Night Clubs Are a Lie
I’ve never been to the club in your selfie
Hanging out with some people, a friend’s birthday party. ‘Round about midnight, some have a plan to go hit a club, and they ask me if I’m coming. Nope, I’m heading home. Thanks for the invite, though.
They ask a couple times, not because they aren’t sure about my commitment to going home, but just as an encouragement to reconsider. Could be fun.

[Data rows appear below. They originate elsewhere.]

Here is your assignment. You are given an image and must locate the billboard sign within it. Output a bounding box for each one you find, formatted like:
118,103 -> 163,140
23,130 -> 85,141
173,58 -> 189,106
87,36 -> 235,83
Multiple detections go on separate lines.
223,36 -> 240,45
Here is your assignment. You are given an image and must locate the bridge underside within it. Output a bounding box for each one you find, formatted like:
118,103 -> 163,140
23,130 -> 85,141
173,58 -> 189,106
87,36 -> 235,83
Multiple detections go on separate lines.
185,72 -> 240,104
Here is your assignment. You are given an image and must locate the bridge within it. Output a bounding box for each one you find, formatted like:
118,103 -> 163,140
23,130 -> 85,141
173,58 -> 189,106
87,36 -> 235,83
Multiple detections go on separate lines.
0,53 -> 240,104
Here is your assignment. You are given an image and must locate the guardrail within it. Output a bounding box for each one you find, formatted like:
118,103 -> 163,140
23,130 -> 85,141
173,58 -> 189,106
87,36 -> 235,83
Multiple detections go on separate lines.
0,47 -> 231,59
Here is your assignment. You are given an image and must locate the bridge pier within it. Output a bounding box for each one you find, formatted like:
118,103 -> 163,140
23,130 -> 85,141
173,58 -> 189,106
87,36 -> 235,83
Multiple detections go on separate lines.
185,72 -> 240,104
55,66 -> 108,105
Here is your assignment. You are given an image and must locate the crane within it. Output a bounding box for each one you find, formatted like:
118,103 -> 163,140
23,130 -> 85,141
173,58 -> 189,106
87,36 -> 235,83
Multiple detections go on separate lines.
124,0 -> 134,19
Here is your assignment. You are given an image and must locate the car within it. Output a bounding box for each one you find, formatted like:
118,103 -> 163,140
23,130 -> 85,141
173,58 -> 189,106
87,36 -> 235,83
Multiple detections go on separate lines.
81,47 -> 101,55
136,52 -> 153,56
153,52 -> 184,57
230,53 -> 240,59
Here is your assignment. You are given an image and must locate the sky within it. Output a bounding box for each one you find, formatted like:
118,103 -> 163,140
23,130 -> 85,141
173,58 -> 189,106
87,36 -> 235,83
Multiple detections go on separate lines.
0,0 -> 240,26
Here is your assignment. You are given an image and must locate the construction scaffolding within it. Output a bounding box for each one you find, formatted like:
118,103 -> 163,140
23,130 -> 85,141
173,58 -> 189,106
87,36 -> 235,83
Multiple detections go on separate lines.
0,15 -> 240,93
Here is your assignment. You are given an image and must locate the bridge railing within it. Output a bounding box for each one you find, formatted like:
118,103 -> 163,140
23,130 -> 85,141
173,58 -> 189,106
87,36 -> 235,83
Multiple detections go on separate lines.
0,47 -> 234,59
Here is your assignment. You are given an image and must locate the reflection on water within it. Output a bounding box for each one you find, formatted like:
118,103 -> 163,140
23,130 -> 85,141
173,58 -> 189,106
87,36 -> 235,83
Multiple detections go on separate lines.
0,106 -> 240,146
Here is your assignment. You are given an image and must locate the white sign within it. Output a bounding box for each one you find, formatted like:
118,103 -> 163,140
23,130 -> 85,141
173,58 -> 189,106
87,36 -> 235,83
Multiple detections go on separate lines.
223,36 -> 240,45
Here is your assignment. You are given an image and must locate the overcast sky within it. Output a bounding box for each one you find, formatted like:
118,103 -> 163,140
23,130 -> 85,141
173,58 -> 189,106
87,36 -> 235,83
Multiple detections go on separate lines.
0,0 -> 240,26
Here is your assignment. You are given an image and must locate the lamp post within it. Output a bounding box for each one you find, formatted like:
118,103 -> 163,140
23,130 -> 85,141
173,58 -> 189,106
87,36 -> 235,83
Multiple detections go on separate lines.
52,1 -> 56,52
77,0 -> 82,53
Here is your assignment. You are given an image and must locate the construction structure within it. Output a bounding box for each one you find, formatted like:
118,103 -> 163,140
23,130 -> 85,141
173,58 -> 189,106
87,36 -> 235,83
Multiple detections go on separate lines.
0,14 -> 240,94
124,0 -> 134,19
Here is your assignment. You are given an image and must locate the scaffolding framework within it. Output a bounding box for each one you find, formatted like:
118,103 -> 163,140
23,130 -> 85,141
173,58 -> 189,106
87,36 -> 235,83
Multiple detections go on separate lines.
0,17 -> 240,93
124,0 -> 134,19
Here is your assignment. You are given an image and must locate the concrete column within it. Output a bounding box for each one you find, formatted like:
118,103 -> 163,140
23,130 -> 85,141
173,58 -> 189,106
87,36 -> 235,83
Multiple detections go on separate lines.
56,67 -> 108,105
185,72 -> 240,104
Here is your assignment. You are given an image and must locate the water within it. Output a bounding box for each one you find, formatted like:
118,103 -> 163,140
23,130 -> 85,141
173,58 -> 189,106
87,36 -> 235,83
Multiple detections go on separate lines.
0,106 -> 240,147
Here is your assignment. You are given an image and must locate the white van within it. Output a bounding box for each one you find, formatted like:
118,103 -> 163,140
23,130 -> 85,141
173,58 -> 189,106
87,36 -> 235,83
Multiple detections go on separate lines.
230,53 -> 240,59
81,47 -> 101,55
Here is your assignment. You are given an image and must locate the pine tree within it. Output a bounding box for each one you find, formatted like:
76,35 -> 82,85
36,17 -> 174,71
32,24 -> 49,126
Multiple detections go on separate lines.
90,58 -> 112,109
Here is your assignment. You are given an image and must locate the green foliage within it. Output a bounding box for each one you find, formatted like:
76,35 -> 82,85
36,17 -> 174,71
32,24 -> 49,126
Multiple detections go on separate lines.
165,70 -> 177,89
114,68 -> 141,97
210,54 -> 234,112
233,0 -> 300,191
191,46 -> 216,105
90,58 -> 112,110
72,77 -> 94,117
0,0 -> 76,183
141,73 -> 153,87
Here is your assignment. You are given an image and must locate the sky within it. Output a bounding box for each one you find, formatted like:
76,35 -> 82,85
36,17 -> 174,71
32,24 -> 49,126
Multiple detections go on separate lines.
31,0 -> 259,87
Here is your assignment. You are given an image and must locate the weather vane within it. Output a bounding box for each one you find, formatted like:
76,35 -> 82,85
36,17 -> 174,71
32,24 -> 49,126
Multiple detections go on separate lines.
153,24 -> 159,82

But no, I’m going home. And I joke that I’m old and tired. But that’s not really it. I’m not particularly sleepy or anything. If anything, I’m a bit wired from all the socializing I’ve done up to then. I’ll probably go home, pour myself a bowl of cereal, play Batman: Arkham Knight a little bit, maybe watch some Netflix, and probably scroll through Reddit in bed before finally going to sleep. I won’t be asleep for another two hours or more, plenty of time in which I could have gone to the club to find out if it’s worth staying up until daylight hours.
Given that sometimes I lie in bed and stare at the ceiling, wondering if I’ve made some wrong choices that have led me to live alone, taking the less social option seems counter to some of my more general life ambitions. Although I’ve gotten better in recent years at cultivating friendships that keep me afloat, I could definitely stand to meet some more people.